Home College BasketBall Baylor Dominates Gonzaga In The National Championship

Baylor Dominates Gonzaga In The National Championship

1265
0
Photo Credit:USA Today Sports

Indianapolis— Gonzaga was playing its best basketball throughout the tournament and on the verge cutting down the nets.

But Baylor had another plan for the Bulldogs.

The Zags — who had everything clicking from the season’s tip off — ended their season with a Monday night’s 86-70 loss to Baylor in the NCAA championship game at Lucas Oil Stadium in Indianapolis.

The Bulldogs missed the opportunity in becoming the first unbeaten national champion since Indiana won it in 1976, as well as the program’s first national title.

“You try to do everything within your power to flip the switch,” Gonzaga coach Mark Few said. “But yeah, it was tough. When they’re consistently just more aggressive on both ends, it was hard to generate rhythm. We’d score a couple of times, we couldn’t ever get consecutive stops to kind of close some gaps. Then we didn’t help ourselves — we turned the ball over, we missed free throws.”

The Bears jumped on the Zags and Jalen Suggs from the start, Baylor raced out to a 9-0 lead.

Corey Kispert, an Associated Press first-team All-American, didn’t get many open looks finished with just 12 points and two 3-pointers. Drew Timme chipped in 12 but got just seven shots while getting into second-half foul trouble and was dealing with an injury in the game.

Gonzaga (31-1) shot 51% but finished with a season-low 70 points after averaging a national-best 91.6 points. The Zags struggled with uptempo pace and the Bears physicality.

The Zags struggled to get clean looks early or make shots beyond the arc and couldn’t create space on the court to run their offense effectively. The Bulldogs couldn’t keep the Bears off the boards and kept committing turnovers which turned into transition points.

Halfway through the first half, the Zags found themselves down 19 and down by 10 at the break (47-37).

Photo Credit:Tim Nwachukwu/Getty Images

“They’re just not letting you do the things you normally do,” Kispert said. “I’m so used to kind of if that happens, we take that punch and move on and kind of get on with the game and fight back really a lot quicker than we did. I’m kind of used to that reaction time being a little quicker.”

In the second half, the Bulldogs trimmed the lead to 9 points. Two buckets, two free-throws, a trey and 94 seconds later, the Bears lead had balloned to 16.

Just two nights before the championship, the Zags had prevailed in one of the most exciting games in the history of the N.C.A.A.’s men’s tournament, a 93-90 heart stopper against U.C.L.A. But on Monday, Baylor just dominated the Zags on both sides of the court.

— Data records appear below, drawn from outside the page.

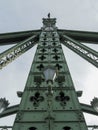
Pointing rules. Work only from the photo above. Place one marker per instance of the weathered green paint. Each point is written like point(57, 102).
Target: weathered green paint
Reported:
point(85, 52)
point(11, 54)
point(16, 37)
point(81, 36)
point(40, 110)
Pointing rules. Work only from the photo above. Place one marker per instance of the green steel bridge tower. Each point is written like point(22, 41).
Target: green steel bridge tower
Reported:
point(49, 100)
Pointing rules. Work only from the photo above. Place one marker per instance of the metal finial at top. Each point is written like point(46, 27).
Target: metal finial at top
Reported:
point(48, 15)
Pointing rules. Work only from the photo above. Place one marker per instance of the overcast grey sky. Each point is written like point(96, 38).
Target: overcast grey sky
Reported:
point(20, 15)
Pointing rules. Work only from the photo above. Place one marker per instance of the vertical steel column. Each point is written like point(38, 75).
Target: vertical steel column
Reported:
point(40, 110)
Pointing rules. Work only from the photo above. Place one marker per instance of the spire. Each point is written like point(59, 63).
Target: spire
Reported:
point(49, 15)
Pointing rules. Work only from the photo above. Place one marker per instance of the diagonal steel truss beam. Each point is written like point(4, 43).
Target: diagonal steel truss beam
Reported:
point(14, 109)
point(85, 52)
point(11, 54)
point(82, 36)
point(16, 37)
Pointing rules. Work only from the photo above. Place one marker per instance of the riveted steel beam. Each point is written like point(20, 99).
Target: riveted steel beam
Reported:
point(85, 52)
point(9, 111)
point(11, 54)
point(16, 37)
point(82, 36)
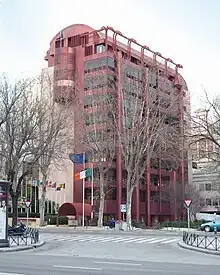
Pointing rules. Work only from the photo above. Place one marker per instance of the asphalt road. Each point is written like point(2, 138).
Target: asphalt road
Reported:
point(25, 263)
point(69, 230)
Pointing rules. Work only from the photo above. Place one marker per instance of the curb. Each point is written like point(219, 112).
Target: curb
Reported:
point(28, 247)
point(196, 249)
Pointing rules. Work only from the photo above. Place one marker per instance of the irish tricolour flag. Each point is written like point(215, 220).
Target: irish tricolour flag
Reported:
point(83, 174)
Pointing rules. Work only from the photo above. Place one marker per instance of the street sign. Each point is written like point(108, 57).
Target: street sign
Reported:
point(187, 203)
point(123, 208)
point(27, 204)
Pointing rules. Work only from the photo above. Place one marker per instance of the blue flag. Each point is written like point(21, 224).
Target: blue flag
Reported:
point(77, 158)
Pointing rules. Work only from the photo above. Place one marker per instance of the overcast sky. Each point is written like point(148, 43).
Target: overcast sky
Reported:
point(186, 31)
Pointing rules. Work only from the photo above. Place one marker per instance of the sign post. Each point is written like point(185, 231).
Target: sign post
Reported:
point(27, 204)
point(123, 211)
point(4, 185)
point(187, 204)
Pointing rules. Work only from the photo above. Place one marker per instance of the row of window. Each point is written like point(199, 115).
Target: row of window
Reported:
point(165, 180)
point(99, 82)
point(209, 202)
point(208, 187)
point(98, 64)
point(96, 100)
point(111, 194)
point(97, 118)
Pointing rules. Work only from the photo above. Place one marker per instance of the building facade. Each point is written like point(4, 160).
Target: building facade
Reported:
point(78, 53)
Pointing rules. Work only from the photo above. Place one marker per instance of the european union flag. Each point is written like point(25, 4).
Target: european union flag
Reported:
point(77, 158)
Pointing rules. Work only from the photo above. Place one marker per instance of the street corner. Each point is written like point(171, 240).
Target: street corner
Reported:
point(39, 244)
point(22, 248)
point(182, 245)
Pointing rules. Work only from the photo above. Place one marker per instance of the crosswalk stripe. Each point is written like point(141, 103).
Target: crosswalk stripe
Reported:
point(96, 239)
point(158, 240)
point(171, 241)
point(133, 240)
point(103, 239)
point(118, 240)
point(146, 240)
point(109, 239)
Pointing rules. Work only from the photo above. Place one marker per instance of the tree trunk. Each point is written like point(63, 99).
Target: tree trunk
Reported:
point(102, 200)
point(42, 201)
point(14, 210)
point(128, 208)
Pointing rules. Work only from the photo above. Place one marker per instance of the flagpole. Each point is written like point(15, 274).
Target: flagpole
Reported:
point(35, 197)
point(92, 196)
point(31, 194)
point(83, 191)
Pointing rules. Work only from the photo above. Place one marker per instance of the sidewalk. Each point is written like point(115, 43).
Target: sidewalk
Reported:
point(96, 229)
point(197, 249)
point(16, 248)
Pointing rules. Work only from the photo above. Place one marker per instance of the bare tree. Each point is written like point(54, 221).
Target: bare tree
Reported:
point(30, 135)
point(192, 193)
point(54, 137)
point(17, 134)
point(205, 130)
point(96, 132)
point(9, 94)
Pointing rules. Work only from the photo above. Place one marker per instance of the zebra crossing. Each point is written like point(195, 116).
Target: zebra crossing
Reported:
point(107, 239)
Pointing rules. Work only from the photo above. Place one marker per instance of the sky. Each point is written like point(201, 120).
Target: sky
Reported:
point(187, 31)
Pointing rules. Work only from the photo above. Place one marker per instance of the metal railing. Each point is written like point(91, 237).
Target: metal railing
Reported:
point(28, 237)
point(209, 242)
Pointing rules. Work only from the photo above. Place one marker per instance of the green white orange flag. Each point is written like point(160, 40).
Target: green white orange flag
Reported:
point(83, 174)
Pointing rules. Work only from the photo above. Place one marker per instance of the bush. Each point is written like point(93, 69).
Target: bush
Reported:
point(63, 220)
point(50, 219)
point(138, 224)
point(181, 224)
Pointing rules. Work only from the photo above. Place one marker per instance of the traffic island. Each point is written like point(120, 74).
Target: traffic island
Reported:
point(208, 244)
point(16, 248)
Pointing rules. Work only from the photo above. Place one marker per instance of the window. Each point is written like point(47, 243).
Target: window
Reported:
point(99, 48)
point(133, 72)
point(98, 64)
point(208, 202)
point(111, 193)
point(87, 194)
point(154, 196)
point(142, 195)
point(152, 79)
point(202, 202)
point(99, 82)
point(208, 187)
point(154, 180)
point(112, 175)
point(124, 194)
point(201, 187)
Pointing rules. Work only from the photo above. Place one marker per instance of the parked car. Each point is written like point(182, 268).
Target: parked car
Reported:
point(209, 226)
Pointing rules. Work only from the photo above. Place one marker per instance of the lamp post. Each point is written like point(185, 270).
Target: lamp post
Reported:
point(4, 186)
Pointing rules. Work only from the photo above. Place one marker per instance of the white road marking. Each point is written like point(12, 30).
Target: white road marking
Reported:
point(77, 267)
point(95, 239)
point(116, 263)
point(171, 241)
point(119, 240)
point(109, 239)
point(146, 240)
point(158, 241)
point(112, 239)
point(133, 240)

Suggs was in foul trouble early in the game, eventually returned and finished with a team-high 22 points, 15 coming after halftime. The problem was that the Bulldogs never could seemed to get everyone in sync as they had all season, and it had them looking at a huge deficit just about all game.

When it got to 58-49, it soon got to 73-53.

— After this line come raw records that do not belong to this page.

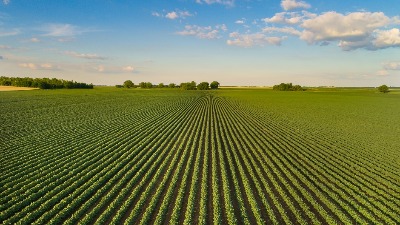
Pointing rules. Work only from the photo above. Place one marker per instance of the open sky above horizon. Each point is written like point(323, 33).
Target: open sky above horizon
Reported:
point(236, 42)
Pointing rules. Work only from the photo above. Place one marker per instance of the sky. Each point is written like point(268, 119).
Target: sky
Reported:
point(235, 42)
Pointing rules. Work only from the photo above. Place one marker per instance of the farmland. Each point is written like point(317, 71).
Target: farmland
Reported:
point(240, 156)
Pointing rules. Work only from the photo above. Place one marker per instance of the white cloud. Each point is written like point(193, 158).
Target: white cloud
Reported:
point(335, 26)
point(128, 69)
point(286, 30)
point(84, 56)
point(5, 47)
point(203, 32)
point(352, 31)
point(256, 39)
point(13, 32)
point(171, 15)
point(156, 14)
point(392, 66)
point(35, 40)
point(294, 4)
point(33, 66)
point(382, 73)
point(222, 2)
point(387, 38)
point(289, 17)
point(63, 30)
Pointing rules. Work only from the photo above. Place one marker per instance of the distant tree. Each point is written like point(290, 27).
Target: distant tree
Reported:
point(287, 87)
point(383, 88)
point(203, 86)
point(214, 85)
point(145, 85)
point(149, 85)
point(129, 84)
point(188, 86)
point(297, 88)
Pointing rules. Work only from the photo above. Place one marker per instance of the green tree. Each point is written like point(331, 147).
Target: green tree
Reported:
point(203, 86)
point(214, 85)
point(128, 84)
point(383, 88)
point(188, 86)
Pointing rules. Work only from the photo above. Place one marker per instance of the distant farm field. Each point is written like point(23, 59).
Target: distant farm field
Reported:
point(231, 156)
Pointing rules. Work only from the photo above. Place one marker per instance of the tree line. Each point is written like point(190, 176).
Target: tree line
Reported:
point(287, 87)
point(42, 83)
point(184, 86)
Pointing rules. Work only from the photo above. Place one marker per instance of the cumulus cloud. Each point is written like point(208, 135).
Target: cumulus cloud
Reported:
point(222, 2)
point(128, 69)
point(33, 66)
point(5, 47)
point(61, 30)
point(387, 38)
point(240, 22)
point(203, 32)
point(64, 31)
point(255, 39)
point(109, 69)
point(173, 14)
point(294, 4)
point(285, 30)
point(12, 32)
point(34, 40)
point(289, 17)
point(382, 73)
point(392, 66)
point(28, 65)
point(352, 31)
point(84, 56)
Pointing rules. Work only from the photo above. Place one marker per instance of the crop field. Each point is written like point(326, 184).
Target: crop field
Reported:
point(233, 156)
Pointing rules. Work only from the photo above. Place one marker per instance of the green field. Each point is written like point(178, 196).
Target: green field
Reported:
point(231, 156)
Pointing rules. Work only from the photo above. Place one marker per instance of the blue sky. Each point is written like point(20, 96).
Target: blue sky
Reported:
point(236, 42)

Baylor’s shooting was imperfect — indeed, Gonzaga made a greater share of its shots but got clobbered on the glass. Jared Butler, a junior guard, led the Bears with 22 points, his record for this year’s tournament. MaCio Teague had 19 of his own. Baylor had 16 second-chance points and 21 from its bench.

Baylor under Coach Scott Drew, the Bears has been building a legitimate program. The Bears had reached the round of 16 five times since 2010, and the round of 8 three times. It was not until this season, though, that Baylor rolled into the Final Four for the first time since 1950. The last time Baylor played for a championship was in 1948, Kentucky beat them 58-42, in the title game.

“Well, hey,” Gonzaga Coach Mark Few said, “it’s a really, really tough one to end a storybook season, but listen, Baylor just beat us. They beat us in every facet of the game tonight.”

Gonzaga made just 5 of 17 3-pointers, their lowest total of the six NCAA Tournament games. And the Zags struggled all night with the Bears playing aggressive defense that implied a lack of fear of being beaten off the dribble drive penetration.